I don’t begrudge anyone excess, of course. But now all of that has rolled to a close.
And with it, time for me to give you some simple instructions. We’ll talk about why after. And also, cake.
Table of Contents
Two steps
1. Write down everything you’ve spent money on since the beginning of the month.
- Round to the nearest dollar.
- Don’t worry if it’s not 100% accurate.
- Exclude things like rent, phone bill, electric bill, and anything else that you pay the same time each month.
- Put each item into a rough category. Things like “Food”, “Transportation” etc.
2. Do this every day for the rest of the month.
- I don’t recommend using Mint, but if you must, then copy the numbers from there into another format, like a text editor, notepad, or spreadsheet.

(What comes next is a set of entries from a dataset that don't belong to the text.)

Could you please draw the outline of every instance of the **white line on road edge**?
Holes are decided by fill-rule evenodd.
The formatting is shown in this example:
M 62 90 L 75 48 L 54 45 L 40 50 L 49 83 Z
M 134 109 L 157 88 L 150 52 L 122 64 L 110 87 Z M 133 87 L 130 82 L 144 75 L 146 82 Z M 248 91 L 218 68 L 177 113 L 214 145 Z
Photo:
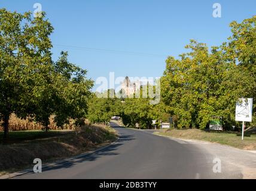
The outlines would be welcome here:
M 117 140 L 115 141 L 112 142 L 112 143 L 110 143 L 106 146 L 105 146 L 103 147 L 102 147 L 99 148 L 97 149 L 96 149 L 95 150 L 89 151 L 89 152 L 83 153 L 82 154 L 80 154 L 79 155 L 77 155 L 77 156 L 73 156 L 73 157 L 71 157 L 71 158 L 68 158 L 66 159 L 60 160 L 60 161 L 57 161 L 55 162 L 51 162 L 51 163 L 47 164 L 43 166 L 42 169 L 45 169 L 45 168 L 53 167 L 54 166 L 56 166 L 56 165 L 60 165 L 60 164 L 63 164 L 63 163 L 65 163 L 65 162 L 67 162 L 69 161 L 78 159 L 79 158 L 85 157 L 85 156 L 89 156 L 89 155 L 92 155 L 92 154 L 97 153 L 97 152 L 99 152 L 102 150 L 104 150 L 104 149 L 105 149 L 109 147 L 111 147 L 111 146 L 113 146 L 113 145 L 117 144 L 120 140 L 120 134 L 118 134 L 118 137 L 117 137 Z M 0 179 L 10 179 L 10 178 L 14 178 L 16 177 L 22 176 L 24 174 L 28 174 L 30 172 L 33 172 L 33 169 L 28 168 L 28 169 L 26 169 L 26 170 L 22 171 L 19 171 L 19 172 L 14 172 L 14 173 L 10 174 L 4 175 L 2 176 L 0 176 Z

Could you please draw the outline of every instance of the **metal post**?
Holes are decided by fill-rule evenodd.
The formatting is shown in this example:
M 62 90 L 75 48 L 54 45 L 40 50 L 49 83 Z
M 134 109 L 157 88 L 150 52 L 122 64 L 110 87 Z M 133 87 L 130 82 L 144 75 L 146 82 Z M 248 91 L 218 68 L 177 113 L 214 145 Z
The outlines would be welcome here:
M 243 140 L 243 133 L 245 131 L 245 122 L 243 121 L 243 127 L 242 127 L 242 140 Z

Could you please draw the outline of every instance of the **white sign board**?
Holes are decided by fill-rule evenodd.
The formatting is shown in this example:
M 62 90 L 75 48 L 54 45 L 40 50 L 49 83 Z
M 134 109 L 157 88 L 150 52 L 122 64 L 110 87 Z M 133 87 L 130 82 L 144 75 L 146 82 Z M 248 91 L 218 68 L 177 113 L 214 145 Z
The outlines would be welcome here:
M 249 98 L 240 98 L 236 103 L 236 121 L 252 122 L 252 102 Z
M 162 123 L 161 124 L 162 128 L 170 128 L 170 123 Z

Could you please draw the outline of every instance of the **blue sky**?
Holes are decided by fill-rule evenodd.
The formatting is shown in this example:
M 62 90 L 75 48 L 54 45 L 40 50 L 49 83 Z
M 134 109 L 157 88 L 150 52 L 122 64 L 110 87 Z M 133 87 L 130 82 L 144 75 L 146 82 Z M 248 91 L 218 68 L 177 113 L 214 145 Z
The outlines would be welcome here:
M 0 7 L 33 11 L 36 2 L 54 27 L 54 59 L 68 51 L 69 60 L 94 80 L 109 72 L 161 76 L 167 56 L 184 53 L 190 39 L 220 45 L 231 21 L 256 14 L 255 0 L 1 0 Z M 221 18 L 212 17 L 215 2 Z

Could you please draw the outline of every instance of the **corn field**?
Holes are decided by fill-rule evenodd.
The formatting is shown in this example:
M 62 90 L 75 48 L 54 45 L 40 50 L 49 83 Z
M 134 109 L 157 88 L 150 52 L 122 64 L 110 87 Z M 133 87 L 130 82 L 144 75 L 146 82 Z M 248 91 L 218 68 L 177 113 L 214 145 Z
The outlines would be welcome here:
M 54 122 L 54 116 L 51 116 L 50 118 L 50 129 L 56 130 L 60 129 L 58 127 L 56 123 Z M 9 129 L 10 131 L 27 131 L 27 130 L 38 130 L 44 128 L 44 127 L 39 124 L 33 121 L 30 121 L 29 119 L 21 119 L 17 118 L 15 114 L 12 114 L 10 118 Z M 71 121 L 69 124 L 65 124 L 63 127 L 65 130 L 74 130 L 75 126 Z M 0 131 L 2 131 L 3 128 L 0 127 Z

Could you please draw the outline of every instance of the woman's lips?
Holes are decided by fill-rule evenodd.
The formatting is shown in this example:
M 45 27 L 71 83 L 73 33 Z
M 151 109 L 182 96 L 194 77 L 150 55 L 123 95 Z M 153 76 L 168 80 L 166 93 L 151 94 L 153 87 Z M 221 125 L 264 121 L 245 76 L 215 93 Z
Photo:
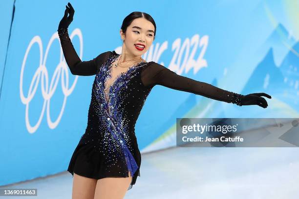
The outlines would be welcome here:
M 135 47 L 136 48 L 136 49 L 137 49 L 138 50 L 140 50 L 140 51 L 143 50 L 143 49 L 144 49 L 144 48 L 145 48 L 144 47 L 139 47 L 137 46 L 136 44 L 134 44 L 134 45 L 135 46 Z M 142 45 L 140 45 L 140 46 L 142 46 Z

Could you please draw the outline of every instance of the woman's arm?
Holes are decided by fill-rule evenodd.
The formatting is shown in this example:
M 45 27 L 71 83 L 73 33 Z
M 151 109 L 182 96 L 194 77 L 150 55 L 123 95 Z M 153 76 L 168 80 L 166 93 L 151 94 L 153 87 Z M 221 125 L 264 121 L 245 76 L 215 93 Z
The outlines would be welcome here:
M 83 76 L 95 75 L 103 54 L 90 60 L 82 61 L 71 41 L 67 29 L 61 28 L 58 30 L 65 61 L 72 74 Z
M 75 13 L 75 10 L 70 3 L 68 3 L 67 5 L 69 7 L 65 6 L 64 15 L 59 22 L 58 30 L 66 63 L 73 75 L 84 76 L 95 75 L 103 54 L 89 61 L 81 60 L 75 50 L 67 32 L 67 28 L 73 21 Z
M 142 73 L 146 86 L 161 85 L 173 89 L 188 92 L 228 103 L 241 105 L 242 95 L 229 92 L 211 84 L 178 75 L 165 66 L 153 62 Z

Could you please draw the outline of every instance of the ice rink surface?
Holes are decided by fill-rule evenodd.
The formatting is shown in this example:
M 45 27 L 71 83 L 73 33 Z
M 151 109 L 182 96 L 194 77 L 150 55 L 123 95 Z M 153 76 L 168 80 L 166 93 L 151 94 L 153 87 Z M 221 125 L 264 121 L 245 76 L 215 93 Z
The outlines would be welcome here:
M 297 199 L 299 152 L 296 147 L 173 147 L 143 154 L 141 177 L 125 198 Z M 64 172 L 0 188 L 38 189 L 37 197 L 26 199 L 70 199 L 72 185 Z

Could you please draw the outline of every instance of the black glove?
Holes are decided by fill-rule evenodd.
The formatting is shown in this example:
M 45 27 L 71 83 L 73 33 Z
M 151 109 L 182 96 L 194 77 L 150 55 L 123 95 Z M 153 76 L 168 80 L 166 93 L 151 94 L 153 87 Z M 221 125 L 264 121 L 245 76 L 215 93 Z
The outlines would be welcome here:
M 73 6 L 72 6 L 72 5 L 69 2 L 67 3 L 67 5 L 68 5 L 69 7 L 67 7 L 67 5 L 65 6 L 66 8 L 64 11 L 64 15 L 59 22 L 58 30 L 61 28 L 67 29 L 69 24 L 70 24 L 73 21 L 73 17 L 74 17 L 74 13 L 75 13 L 75 10 L 74 10 Z M 68 17 L 67 17 L 68 13 L 69 14 Z
M 268 106 L 268 103 L 260 96 L 265 96 L 270 99 L 272 98 L 271 96 L 265 93 L 252 93 L 242 96 L 241 105 L 258 105 L 266 108 Z

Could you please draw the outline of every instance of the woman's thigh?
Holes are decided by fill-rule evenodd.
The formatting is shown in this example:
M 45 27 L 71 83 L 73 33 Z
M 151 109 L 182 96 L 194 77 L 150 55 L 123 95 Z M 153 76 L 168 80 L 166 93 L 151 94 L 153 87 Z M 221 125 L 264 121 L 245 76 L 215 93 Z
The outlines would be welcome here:
M 93 199 L 97 180 L 74 173 L 72 199 Z
M 125 197 L 132 177 L 128 172 L 127 178 L 105 178 L 98 179 L 94 199 L 122 199 Z

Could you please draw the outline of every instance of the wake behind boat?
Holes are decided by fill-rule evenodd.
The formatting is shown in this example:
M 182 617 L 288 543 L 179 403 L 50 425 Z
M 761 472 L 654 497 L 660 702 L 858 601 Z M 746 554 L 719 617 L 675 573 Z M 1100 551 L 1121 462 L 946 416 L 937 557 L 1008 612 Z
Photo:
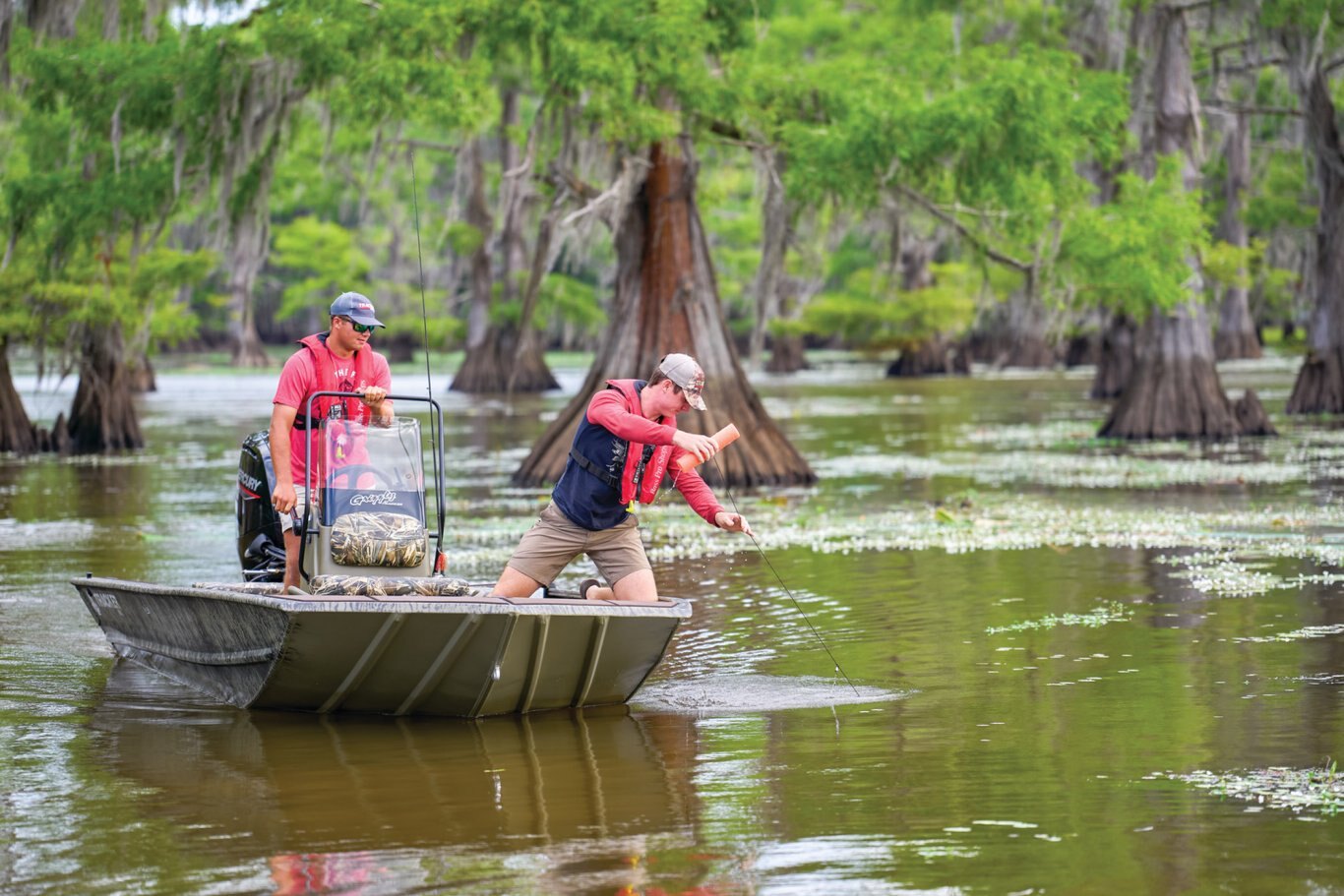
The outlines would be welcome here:
M 313 399 L 325 395 L 349 394 Z M 629 700 L 689 603 L 492 598 L 444 576 L 442 415 L 433 399 L 394 399 L 430 406 L 437 531 L 418 420 L 323 420 L 301 524 L 309 592 L 282 594 L 274 473 L 255 434 L 238 476 L 246 582 L 73 582 L 116 654 L 235 707 L 474 717 Z

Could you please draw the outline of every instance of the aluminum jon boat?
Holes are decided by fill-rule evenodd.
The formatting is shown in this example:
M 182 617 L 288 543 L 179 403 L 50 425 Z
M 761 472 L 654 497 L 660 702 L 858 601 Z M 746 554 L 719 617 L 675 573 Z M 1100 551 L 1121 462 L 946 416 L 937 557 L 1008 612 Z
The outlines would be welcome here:
M 418 420 L 324 420 L 319 498 L 300 529 L 306 590 L 282 594 L 270 454 L 263 434 L 253 435 L 238 476 L 246 580 L 74 579 L 113 652 L 243 708 L 477 717 L 628 701 L 691 604 L 563 591 L 493 598 L 488 584 L 435 572 L 444 566 L 441 415 L 433 399 L 394 398 L 431 404 L 437 532 L 425 527 Z M 343 457 L 327 450 L 337 443 Z
M 685 600 L 258 594 L 75 579 L 118 657 L 235 707 L 492 716 L 625 703 Z M 255 586 L 253 586 L 255 588 Z

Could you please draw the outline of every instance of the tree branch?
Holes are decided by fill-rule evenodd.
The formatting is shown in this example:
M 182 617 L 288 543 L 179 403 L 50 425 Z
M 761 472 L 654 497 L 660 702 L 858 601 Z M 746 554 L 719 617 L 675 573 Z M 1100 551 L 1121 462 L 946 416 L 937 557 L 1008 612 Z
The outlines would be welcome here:
M 902 196 L 905 196 L 906 199 L 911 200 L 913 203 L 915 203 L 917 206 L 919 206 L 921 208 L 923 208 L 926 212 L 929 212 L 930 215 L 933 215 L 938 220 L 941 220 L 942 223 L 945 223 L 949 227 L 952 227 L 954 231 L 957 231 L 957 234 L 962 239 L 965 239 L 972 246 L 974 246 L 977 250 L 980 250 L 986 258 L 991 258 L 991 259 L 999 262 L 1000 265 L 1007 265 L 1008 267 L 1019 270 L 1019 271 L 1021 271 L 1024 274 L 1031 273 L 1032 269 L 1035 267 L 1034 265 L 1028 265 L 1027 262 L 1017 261 L 1012 255 L 1005 255 L 1004 253 L 999 251 L 997 249 L 989 246 L 984 239 L 981 239 L 980 236 L 977 236 L 976 234 L 973 234 L 969 227 L 966 227 L 965 224 L 962 224 L 957 219 L 956 215 L 953 215 L 953 214 L 950 214 L 948 211 L 943 211 L 937 203 L 934 203 L 931 199 L 929 199 L 923 193 L 917 192 L 917 191 L 911 189 L 910 187 L 905 187 L 902 184 L 894 184 L 894 189 L 898 193 L 900 193 Z
M 410 137 L 402 137 L 396 142 L 401 144 L 402 146 L 410 146 L 411 149 L 433 149 L 435 152 L 446 152 L 454 156 L 461 150 L 461 146 L 454 146 L 453 144 L 439 144 L 434 142 L 433 140 L 414 140 Z
M 1288 106 L 1245 106 L 1235 102 L 1206 102 L 1204 109 L 1216 109 L 1218 111 L 1227 113 L 1246 113 L 1249 116 L 1294 116 L 1301 118 L 1301 109 L 1289 109 Z

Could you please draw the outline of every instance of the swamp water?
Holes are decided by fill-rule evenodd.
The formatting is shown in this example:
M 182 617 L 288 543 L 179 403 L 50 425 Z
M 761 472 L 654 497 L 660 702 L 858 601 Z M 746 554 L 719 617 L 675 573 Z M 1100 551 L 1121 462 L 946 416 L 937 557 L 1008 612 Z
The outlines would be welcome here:
M 665 494 L 695 615 L 648 686 L 481 721 L 113 662 L 67 580 L 237 578 L 269 414 L 273 375 L 165 373 L 142 454 L 0 459 L 0 893 L 1344 892 L 1344 434 L 1282 416 L 1294 369 L 1223 369 L 1282 438 L 1129 449 L 1085 373 L 763 377 L 823 477 L 734 494 L 765 555 Z M 454 574 L 531 525 L 508 474 L 582 373 L 442 395 Z

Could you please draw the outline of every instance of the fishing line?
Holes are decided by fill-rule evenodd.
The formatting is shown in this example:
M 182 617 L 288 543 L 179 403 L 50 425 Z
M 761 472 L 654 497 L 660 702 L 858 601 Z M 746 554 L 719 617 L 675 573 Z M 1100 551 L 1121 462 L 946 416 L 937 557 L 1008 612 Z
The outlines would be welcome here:
M 425 332 L 425 391 L 430 399 L 434 398 L 434 377 L 429 372 L 429 308 L 425 304 L 425 255 L 419 247 L 419 184 L 415 180 L 415 150 L 410 150 L 411 159 L 411 208 L 415 210 L 415 261 L 421 270 L 421 326 Z
M 719 472 L 719 478 L 723 480 L 723 493 L 728 496 L 728 502 L 732 504 L 732 512 L 738 514 L 738 519 L 742 519 L 742 510 L 738 509 L 738 500 L 735 497 L 732 497 L 732 489 L 728 488 L 728 477 L 723 472 L 723 467 L 719 466 L 719 458 L 718 457 L 711 457 L 710 461 L 714 463 L 714 469 Z M 676 486 L 676 481 L 675 480 L 673 480 L 672 485 L 673 485 L 673 488 Z M 831 652 L 831 647 L 827 645 L 825 638 L 823 638 L 821 633 L 817 631 L 817 627 L 814 625 L 812 625 L 812 619 L 808 618 L 808 614 L 802 609 L 802 604 L 798 603 L 798 599 L 796 596 L 793 596 L 793 591 L 789 590 L 789 586 L 786 586 L 784 583 L 784 576 L 781 576 L 780 571 L 774 568 L 773 563 L 770 563 L 770 557 L 769 557 L 769 555 L 766 555 L 765 548 L 761 547 L 761 543 L 757 541 L 755 536 L 751 535 L 750 532 L 743 532 L 742 535 L 745 535 L 749 539 L 751 539 L 751 544 L 755 545 L 755 549 L 761 555 L 761 559 L 765 560 L 765 564 L 770 568 L 770 572 L 774 574 L 775 582 L 778 582 L 780 587 L 784 588 L 784 592 L 786 595 L 789 595 L 789 600 L 793 602 L 793 607 L 794 607 L 794 610 L 798 611 L 798 615 L 802 617 L 802 621 L 808 623 L 808 629 L 812 631 L 812 637 L 814 637 L 817 639 L 817 643 L 821 645 L 821 649 L 827 652 L 828 657 L 831 657 L 831 662 L 835 664 L 836 672 L 840 673 L 840 677 L 844 678 L 844 682 L 847 685 L 849 685 L 851 690 L 853 690 L 853 696 L 862 699 L 863 695 L 859 693 L 859 688 L 856 688 L 855 684 L 853 684 L 853 681 L 849 680 L 849 676 L 845 674 L 844 666 L 841 666 L 840 661 L 836 660 L 836 654 Z

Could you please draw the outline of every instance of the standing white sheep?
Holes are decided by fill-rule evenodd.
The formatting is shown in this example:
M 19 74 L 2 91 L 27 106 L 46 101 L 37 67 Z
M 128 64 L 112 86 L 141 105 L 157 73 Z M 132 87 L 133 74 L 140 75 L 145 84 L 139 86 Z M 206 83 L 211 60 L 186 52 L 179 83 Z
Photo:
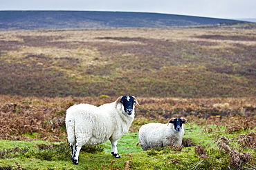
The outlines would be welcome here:
M 181 145 L 184 136 L 183 123 L 186 121 L 184 118 L 172 118 L 169 123 L 162 124 L 152 123 L 141 126 L 138 131 L 138 140 L 143 151 L 154 147 Z
M 134 119 L 134 104 L 138 105 L 137 99 L 125 96 L 99 107 L 79 104 L 66 110 L 66 128 L 74 164 L 78 164 L 83 145 L 99 145 L 107 140 L 111 143 L 112 155 L 120 158 L 116 145 Z

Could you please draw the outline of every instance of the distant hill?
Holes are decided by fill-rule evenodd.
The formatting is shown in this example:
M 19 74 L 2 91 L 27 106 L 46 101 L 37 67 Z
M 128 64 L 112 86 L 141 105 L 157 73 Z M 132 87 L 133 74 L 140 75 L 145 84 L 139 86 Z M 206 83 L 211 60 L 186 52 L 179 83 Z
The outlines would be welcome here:
M 0 11 L 0 30 L 166 28 L 237 22 L 241 21 L 147 12 Z

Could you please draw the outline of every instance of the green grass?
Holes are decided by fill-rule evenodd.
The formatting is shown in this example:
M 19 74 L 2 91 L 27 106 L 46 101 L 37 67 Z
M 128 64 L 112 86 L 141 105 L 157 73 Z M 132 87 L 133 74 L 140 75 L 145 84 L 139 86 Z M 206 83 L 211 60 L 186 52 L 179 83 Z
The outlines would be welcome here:
M 255 156 L 253 149 L 241 148 L 237 144 L 237 138 L 240 135 L 253 130 L 240 130 L 228 134 L 223 127 L 218 127 L 219 131 L 217 130 L 218 128 L 216 126 L 209 127 L 213 129 L 210 132 L 205 131 L 205 127 L 192 123 L 185 125 L 184 139 L 191 138 L 196 146 L 185 147 L 179 151 L 172 150 L 170 147 L 157 147 L 144 151 L 138 143 L 137 132 L 125 134 L 118 140 L 120 159 L 114 158 L 111 155 L 109 141 L 96 148 L 83 147 L 78 165 L 73 164 L 69 146 L 66 142 L 0 140 L 2 158 L 0 159 L 0 167 L 21 167 L 23 169 L 123 169 L 125 162 L 127 162 L 131 169 L 189 169 L 201 161 L 198 166 L 203 169 L 226 169 L 228 167 L 236 169 L 230 164 L 230 154 L 225 153 L 217 142 L 220 141 L 219 138 L 223 136 L 228 138 L 228 145 L 232 149 Z M 201 156 L 195 151 L 195 147 L 199 145 L 203 146 L 205 150 L 206 157 L 201 158 Z M 255 162 L 251 160 L 248 163 L 253 164 Z M 249 165 L 241 163 L 241 166 L 248 167 Z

- Again, rough numbers are okay here.
- Continue putting each purchase into a category of your own choosing.
Why?
This isn’t really a lot of work, but it might feel like it. And it’s probably no fun.
But I’m asking you to do this because a fascinating thing will happen when you do. Over time, you’ll start to notice patterns. You’ll see what you’re spending your money on, and what areas you spend more on that others. And at the end of the month, you’ll have a good representative sample of your spending habits.
So why do you care?
Because awareness of one’s actions is the first step to analyzing one’s actions. And perhaps changing them.
You may think? “Why bother? I’m doing fine. I can afford to live my life each month.”
If you’re in this place, then I applaud you. You’re more on top of things than most people. You’re surviving.
But the question is: are you thriving? Are you doing as well as you could be? You’re doing fine for today, but what about tomorrow? Are you sure that you’re acting in a way that maximizes all of your goals, not just your day-to-day ones?
Are you acting in line with your priorities?
Let’s bake a cake
Let’s say you’re trying to figure out how to bake a cake, but lack a recipe. (I could tell you a recipe, but everyone has different ingredients and likes different types of cakes.)
You start with some ideas, and then try it out. Based on the taste test, you think “hmm, could use less sweetness” or “it’s hard as a rock“. (That’s me; I’m no baker.) You take the feedback and put it back into the next cake you make. The goal is to make the best possible cake you can over time.
What does the “best possible cake” mean? Is it best tasting? Healthiest? Most sustainable ingredients? A combination of these things? Only you can say, which is why you’re baking the cake and not me.
Every month you bake a cake with your money. But chances are, even though you’re “eating” the result, you may not be thinking, “how could I make this the best possible?” Instead, you may say, “hey, it’s just cake” and then start again, throwing ingredients in however you feel.
It’s time to start asking yourself: what is the best possible “cake” I could make? More importantly, what does “best possible” mean to me?
Start thinking about the answers to these questions over the next month. Then, when you have your representative sample from those two steps listed above, start asking what ingredients you may want to change.
Then next month: start again.
Happy baking!
2 Comments
Emily
Hiya, this is Emily, we met at the Basic Income meeting. I can vouch for this system! I started tracking my spending in mid-November using an app for Android called Dollarbird. It’s not everything I ever wanted from an app but it seems to meet my basic needs, and it’s free. I can’t say that anything in my spending habits really surprised me, but it makes me feel better to have data instead of what I had before, which was a vague sense of unease. We know from food tracking and activity tracking that the mere action of tracking something can make you change your habits. If I have the option to spend nothing in a day, I probably won’t make an optional purchase, because I want to “maintain my streak” on the app’s calendar. I know stuff like that motivates me personally. Last night, I also found myself randomly thinking about my financial priorities, which are shelter, and having opportunities to connect with other people. I think it was tracking my spending that jumpstarted my thoughts on all that.
TL;DR I’m a convert!
Mike @ Unlikely Radical
Hi Emily. Thanks for writing in. That’s great! It is so true that just tracking can lead to behavioral changes, even in not-so-obvious ways. And mindfulness in one area certainly leads to mindfulness in another. Keep it up, and please let us know what else you discover!